Che dirvi ancora? Semplicemente che Dio è fedele: lo ripeto, è fedele anche quando noi siamo infedeli! Solo «se lo rinneghiamo lui ci rinnegherà» (2Tm 2,13), dice l’Apostolo. Dio è fedele perché ha fatto sentire in me la sua voce quando ero ancora un bambino. Non l’ho seguita subito, ma non vi ho mai opposto altre vie, e in giovinezza nella libertà ho potuto dire il mio “Amen” alla vocazione che Dio mi aveva posto davanti. Ho finito per vivere il cristianesimo come monaco, e certo sono stato infedele, sono stato un cattivo monaco, ma Dio non mi ha deluso e mi concede fino ad oggi di conservare la fede; e lo spero ancora, per il mio esodo…

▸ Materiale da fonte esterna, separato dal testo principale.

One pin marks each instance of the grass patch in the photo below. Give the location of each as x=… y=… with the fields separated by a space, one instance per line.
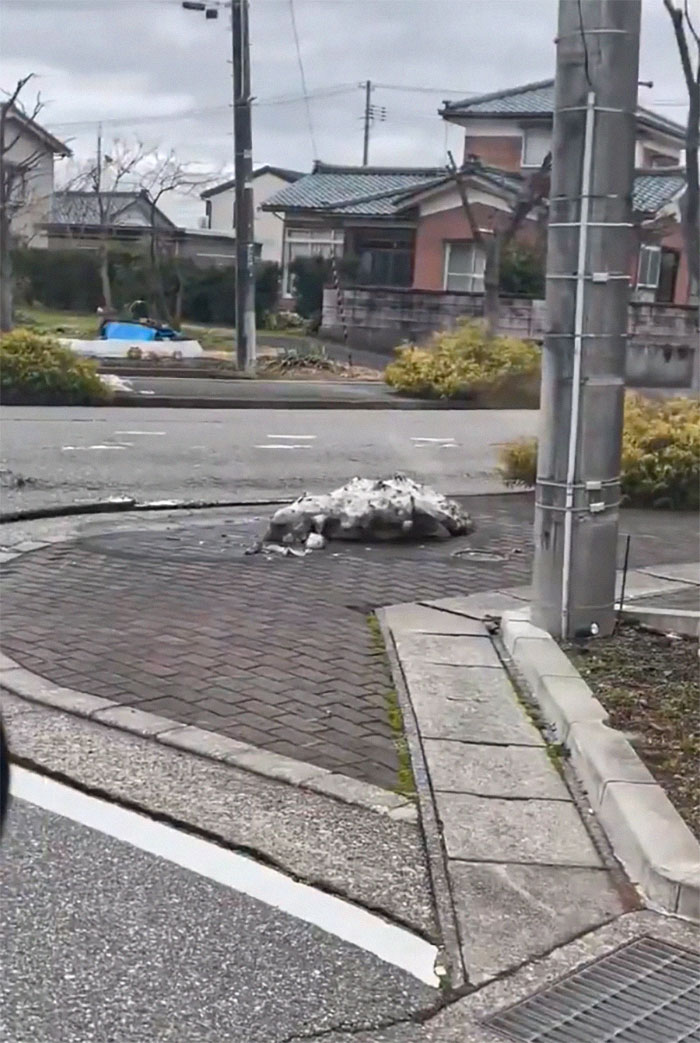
x=405 y=782
x=649 y=684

Ma a voi dico di cercare di ascoltare Dio che parla in ciascuno di voi, di sentire che vi dice: «Esci, esci da te stesso, dalla tua famiglia (cf Lc 2,48-51); esci e non temere, perché tu sei il mio figlio amato (cf Lc 3,22)». E se voi acconsentirete, sentirete lo Spirito su di voi, sentirete nelle vostre menti e nei vostri cuori lo Spirito Santo che vi dà forza, vi consola, vi sostiene nella lotta (cf Lc 4,1-2). Senti­rete questo, fino a poter dire agli altri con umiltà: «Lo Spirito del Signore è su di me e mi ha inviato» (cf Lc 4,18; Is 61,1). Con molta umiltà, con la consapevolezza di non essere niente e di non poterci vantare di nulla, e tuttavia di essere chiamati, dunque inviati.